Linke, Grüne und FDP haben einen entsprechenden Antrag beim Amtsgericht München gestellt. Sie erhoffen sich so einen ungeschönten Blick auf das Unternehmen.

Von Klaus Ott und Nils Wischmeyer

Schon bevor der Untersuchungsausschuss zum Skandalkonzern Wirecard so richtig begonnen hat, haben Linke, FDP und Grüne losgelegt und beim Amtsgericht in München die Herausgabe des Insolvenzgutachtens beantragt. Davon erhoffen sich die Parteien einen möglichst schonungslosen Überblick über die Lage des Konzerns. Dieser kollabierte im Juni, weil herauskam, dass ein Großteil seines Geschäfts gar nicht existierte, und musste kurz darauf Insolvenz anmelden.

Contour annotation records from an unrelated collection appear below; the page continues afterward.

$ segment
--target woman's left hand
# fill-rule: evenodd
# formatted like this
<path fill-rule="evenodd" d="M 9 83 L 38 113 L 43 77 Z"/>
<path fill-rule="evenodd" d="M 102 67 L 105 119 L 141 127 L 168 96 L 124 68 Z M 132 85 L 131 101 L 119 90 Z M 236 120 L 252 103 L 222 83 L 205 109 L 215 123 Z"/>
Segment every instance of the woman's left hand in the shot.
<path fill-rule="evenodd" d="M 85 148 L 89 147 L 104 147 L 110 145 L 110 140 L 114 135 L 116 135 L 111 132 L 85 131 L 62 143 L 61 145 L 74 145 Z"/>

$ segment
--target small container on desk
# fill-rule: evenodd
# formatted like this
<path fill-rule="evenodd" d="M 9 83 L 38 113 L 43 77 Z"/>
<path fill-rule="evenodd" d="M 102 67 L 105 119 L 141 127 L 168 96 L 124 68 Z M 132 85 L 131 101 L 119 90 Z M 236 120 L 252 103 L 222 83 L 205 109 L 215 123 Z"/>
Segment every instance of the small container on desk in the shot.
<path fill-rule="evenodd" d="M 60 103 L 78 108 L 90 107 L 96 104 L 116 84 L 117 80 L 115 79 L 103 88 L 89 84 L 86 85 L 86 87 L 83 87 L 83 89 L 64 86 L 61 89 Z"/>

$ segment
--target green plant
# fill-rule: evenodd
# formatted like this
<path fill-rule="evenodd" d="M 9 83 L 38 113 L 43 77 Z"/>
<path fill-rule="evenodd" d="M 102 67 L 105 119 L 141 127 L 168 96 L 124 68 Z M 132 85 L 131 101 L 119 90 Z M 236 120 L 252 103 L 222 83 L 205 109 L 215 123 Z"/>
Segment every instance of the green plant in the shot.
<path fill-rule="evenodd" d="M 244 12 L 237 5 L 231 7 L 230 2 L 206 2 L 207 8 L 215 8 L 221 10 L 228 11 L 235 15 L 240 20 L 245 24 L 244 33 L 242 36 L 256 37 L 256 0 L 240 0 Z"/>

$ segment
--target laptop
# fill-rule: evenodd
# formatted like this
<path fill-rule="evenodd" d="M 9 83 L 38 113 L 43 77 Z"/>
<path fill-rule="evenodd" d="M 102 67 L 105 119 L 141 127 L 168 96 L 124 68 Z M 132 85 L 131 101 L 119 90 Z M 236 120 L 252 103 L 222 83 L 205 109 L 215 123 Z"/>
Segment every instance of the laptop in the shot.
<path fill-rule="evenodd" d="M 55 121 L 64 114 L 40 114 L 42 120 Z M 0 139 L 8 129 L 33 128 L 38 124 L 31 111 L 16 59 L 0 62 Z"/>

Ein Untersuchungsausschuss soll in den kommenden Wochen klären, ob Bundesregierung und Behörden über die Aktivitäten von Wirecard informiert waren - und ob Aufsichtspflichten verletzt wurden. Bei einer Abstimmung zur Einrichtung des Ausschusses am Donnerstag enthielten sich Union und SPD, während die Oppositionsparteien dafür stimmten.

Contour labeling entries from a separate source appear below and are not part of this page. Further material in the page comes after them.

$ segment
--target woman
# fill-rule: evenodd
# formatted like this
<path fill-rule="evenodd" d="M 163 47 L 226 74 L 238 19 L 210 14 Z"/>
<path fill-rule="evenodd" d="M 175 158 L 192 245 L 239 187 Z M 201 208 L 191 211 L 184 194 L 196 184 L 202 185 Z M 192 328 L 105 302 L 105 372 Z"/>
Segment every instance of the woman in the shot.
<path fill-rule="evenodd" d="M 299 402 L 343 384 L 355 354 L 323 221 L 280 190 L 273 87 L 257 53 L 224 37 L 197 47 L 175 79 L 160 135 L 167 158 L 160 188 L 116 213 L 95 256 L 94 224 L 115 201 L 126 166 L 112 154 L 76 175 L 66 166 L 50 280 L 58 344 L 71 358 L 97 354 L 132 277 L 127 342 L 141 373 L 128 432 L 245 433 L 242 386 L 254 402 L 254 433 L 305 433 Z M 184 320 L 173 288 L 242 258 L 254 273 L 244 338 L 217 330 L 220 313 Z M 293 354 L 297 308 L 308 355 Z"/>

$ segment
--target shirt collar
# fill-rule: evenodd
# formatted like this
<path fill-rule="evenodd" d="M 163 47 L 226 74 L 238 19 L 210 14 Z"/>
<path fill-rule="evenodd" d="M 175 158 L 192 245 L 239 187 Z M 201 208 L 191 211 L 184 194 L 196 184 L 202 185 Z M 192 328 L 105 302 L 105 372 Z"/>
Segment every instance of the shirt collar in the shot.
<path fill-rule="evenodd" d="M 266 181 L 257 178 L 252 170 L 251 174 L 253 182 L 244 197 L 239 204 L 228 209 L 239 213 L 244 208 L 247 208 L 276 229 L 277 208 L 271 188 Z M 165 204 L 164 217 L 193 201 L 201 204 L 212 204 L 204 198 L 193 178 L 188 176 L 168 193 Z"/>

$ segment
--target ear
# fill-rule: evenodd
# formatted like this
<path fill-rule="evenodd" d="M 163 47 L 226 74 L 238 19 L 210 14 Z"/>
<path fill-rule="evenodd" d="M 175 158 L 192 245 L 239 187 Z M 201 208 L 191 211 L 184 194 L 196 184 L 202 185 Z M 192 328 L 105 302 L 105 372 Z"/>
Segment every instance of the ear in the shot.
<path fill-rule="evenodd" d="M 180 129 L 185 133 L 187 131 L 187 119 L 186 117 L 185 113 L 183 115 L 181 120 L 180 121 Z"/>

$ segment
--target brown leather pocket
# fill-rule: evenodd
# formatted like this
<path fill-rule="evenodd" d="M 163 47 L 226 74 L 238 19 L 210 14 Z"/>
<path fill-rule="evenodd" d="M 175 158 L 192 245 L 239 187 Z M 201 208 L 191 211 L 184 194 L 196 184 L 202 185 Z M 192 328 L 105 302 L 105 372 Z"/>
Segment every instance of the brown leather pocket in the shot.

Das Gutachten des Insolvenzverwalters Michael Jaffé soll Linken, FDP und Grünen nun dabei helfen, das Treiben des Konzerns besser zu durchschauen. Danyal Bayaz, Bundestagsabgeordneter und Finanzpolitiker der Grünen, sagt, das Dokument sei wichtig, um größtmögliche Transparenz zu schaffen. "Michael Jaffés Insolvenzgutachten kann dabei helfen, den undurchsichtigen Wirecard-Konzern besser zu verstehen und die richtigen Lehren daraus zu ziehen."

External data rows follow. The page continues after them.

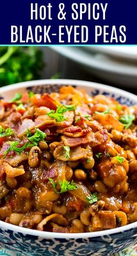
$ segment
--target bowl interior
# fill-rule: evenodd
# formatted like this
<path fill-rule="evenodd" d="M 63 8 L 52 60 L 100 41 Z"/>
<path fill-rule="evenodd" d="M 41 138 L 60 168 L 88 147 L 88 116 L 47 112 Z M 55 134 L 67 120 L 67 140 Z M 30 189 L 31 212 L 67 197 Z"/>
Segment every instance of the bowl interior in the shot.
<path fill-rule="evenodd" d="M 40 80 L 19 83 L 5 86 L 0 89 L 0 98 L 3 99 L 4 100 L 8 101 L 13 97 L 15 93 L 17 92 L 24 93 L 29 91 L 33 91 L 35 93 L 50 93 L 53 92 L 58 92 L 60 87 L 63 85 L 69 86 L 70 85 L 74 87 L 85 90 L 85 91 L 91 96 L 103 94 L 115 99 L 120 104 L 127 104 L 129 106 L 137 104 L 137 97 L 135 95 L 122 90 L 93 82 L 67 79 Z M 23 234 L 28 234 L 42 237 L 78 239 L 99 237 L 122 232 L 130 229 L 131 230 L 134 228 L 137 228 L 137 222 L 111 230 L 74 234 L 62 234 L 62 233 L 53 233 L 52 232 L 44 232 L 31 230 L 16 226 L 2 221 L 0 221 L 0 227 L 20 232 Z"/>

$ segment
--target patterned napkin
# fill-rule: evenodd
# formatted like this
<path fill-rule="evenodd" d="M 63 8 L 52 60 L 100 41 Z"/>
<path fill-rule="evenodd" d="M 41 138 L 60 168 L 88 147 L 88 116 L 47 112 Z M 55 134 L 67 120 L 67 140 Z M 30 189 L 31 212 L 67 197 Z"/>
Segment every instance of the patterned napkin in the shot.
<path fill-rule="evenodd" d="M 4 248 L 0 248 L 0 255 L 2 256 L 20 256 L 20 254 L 9 251 Z M 129 247 L 121 253 L 118 253 L 112 256 L 137 256 L 137 244 L 133 247 Z"/>

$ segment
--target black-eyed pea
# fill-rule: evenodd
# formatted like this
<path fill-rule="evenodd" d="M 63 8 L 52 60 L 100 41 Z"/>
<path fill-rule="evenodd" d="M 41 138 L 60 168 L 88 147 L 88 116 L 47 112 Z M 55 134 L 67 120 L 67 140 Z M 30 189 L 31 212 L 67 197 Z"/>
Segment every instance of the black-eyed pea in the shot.
<path fill-rule="evenodd" d="M 47 143 L 44 141 L 40 141 L 38 143 L 38 146 L 42 150 L 45 150 L 48 148 Z"/>
<path fill-rule="evenodd" d="M 59 213 L 64 215 L 67 212 L 67 208 L 65 205 L 60 205 L 56 202 L 53 204 L 52 211 L 55 213 Z"/>
<path fill-rule="evenodd" d="M 76 168 L 79 163 L 80 162 L 78 160 L 68 162 L 68 165 L 71 168 Z"/>
<path fill-rule="evenodd" d="M 103 184 L 103 182 L 100 180 L 96 180 L 94 183 L 94 187 L 97 192 L 99 193 L 106 193 L 107 190 Z"/>
<path fill-rule="evenodd" d="M 127 216 L 125 212 L 121 211 L 116 211 L 114 212 L 117 219 L 118 220 L 118 225 L 120 226 L 125 226 L 127 224 Z"/>
<path fill-rule="evenodd" d="M 113 129 L 111 131 L 111 134 L 113 135 L 113 141 L 118 142 L 121 141 L 122 137 L 122 134 L 120 131 Z"/>
<path fill-rule="evenodd" d="M 136 160 L 135 155 L 132 151 L 130 150 L 127 150 L 127 159 L 128 160 Z"/>
<path fill-rule="evenodd" d="M 9 216 L 9 222 L 10 224 L 18 226 L 23 216 L 24 215 L 21 213 L 17 213 L 16 212 L 12 213 Z"/>
<path fill-rule="evenodd" d="M 85 180 L 86 178 L 86 174 L 82 169 L 77 169 L 74 171 L 74 175 L 76 178 L 80 180 Z"/>
<path fill-rule="evenodd" d="M 85 169 L 92 169 L 95 164 L 93 157 L 92 156 L 87 157 L 82 162 L 82 164 Z"/>
<path fill-rule="evenodd" d="M 24 187 L 20 187 L 16 190 L 16 195 L 20 198 L 24 198 L 30 199 L 31 198 L 31 192 Z"/>
<path fill-rule="evenodd" d="M 89 226 L 91 224 L 91 215 L 89 211 L 89 208 L 84 210 L 80 215 L 81 222 L 85 226 Z"/>
<path fill-rule="evenodd" d="M 72 224 L 74 225 L 77 229 L 83 230 L 84 226 L 83 223 L 78 219 L 75 219 L 72 220 Z"/>
<path fill-rule="evenodd" d="M 15 178 L 6 178 L 7 185 L 10 188 L 15 188 L 17 185 L 17 181 Z"/>
<path fill-rule="evenodd" d="M 39 162 L 41 150 L 37 146 L 33 146 L 29 153 L 28 164 L 30 167 L 34 168 L 38 166 Z"/>
<path fill-rule="evenodd" d="M 41 192 L 38 196 L 38 198 L 42 201 L 51 201 L 54 202 L 58 199 L 59 195 L 56 194 L 55 191 L 45 191 Z"/>
<path fill-rule="evenodd" d="M 121 156 L 117 156 L 116 157 L 111 158 L 111 163 L 116 166 L 122 166 L 124 167 L 127 173 L 128 171 L 129 164 L 128 160 L 125 159 L 125 158 L 122 157 Z"/>
<path fill-rule="evenodd" d="M 132 160 L 129 163 L 129 170 L 131 173 L 136 172 L 137 170 L 137 160 Z"/>
<path fill-rule="evenodd" d="M 46 158 L 46 160 L 50 160 L 52 158 L 52 155 L 48 151 L 46 151 L 45 152 L 44 152 L 44 158 Z"/>
<path fill-rule="evenodd" d="M 106 129 L 108 132 L 110 132 L 113 128 L 113 126 L 111 124 L 107 124 L 104 126 L 104 128 Z"/>
<path fill-rule="evenodd" d="M 89 177 L 91 180 L 96 180 L 98 177 L 98 173 L 96 171 L 93 170 L 89 170 Z"/>
<path fill-rule="evenodd" d="M 70 180 L 72 178 L 73 174 L 73 169 L 69 167 L 69 166 L 66 166 L 65 169 L 65 174 L 66 174 L 66 180 Z"/>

Der Bundestagsabgeordnete Florian Toncar von der FDP ergänzt, dass es unerlässlich sei, die aktuelle Lage des Unternehmens zu kennen. "Daraus lassen sich Rückschlüsse auf Art und Ausmaß des Betrugs und die beteiligten Personen ziehen", sagt Toncar. Er erhofft sich zudem auch einen besseren politischen Einblick: "Es ist gut möglich, dass sich dadurch auch ein anderer Blick auf politische Verantwortung für diesen Skandal ergibt. Bisher war es jedenfalls so, dass wir in jeder Schublade, die wir im Fall Wirecard aufgezogen haben, auch irgendetwas gefunden haben."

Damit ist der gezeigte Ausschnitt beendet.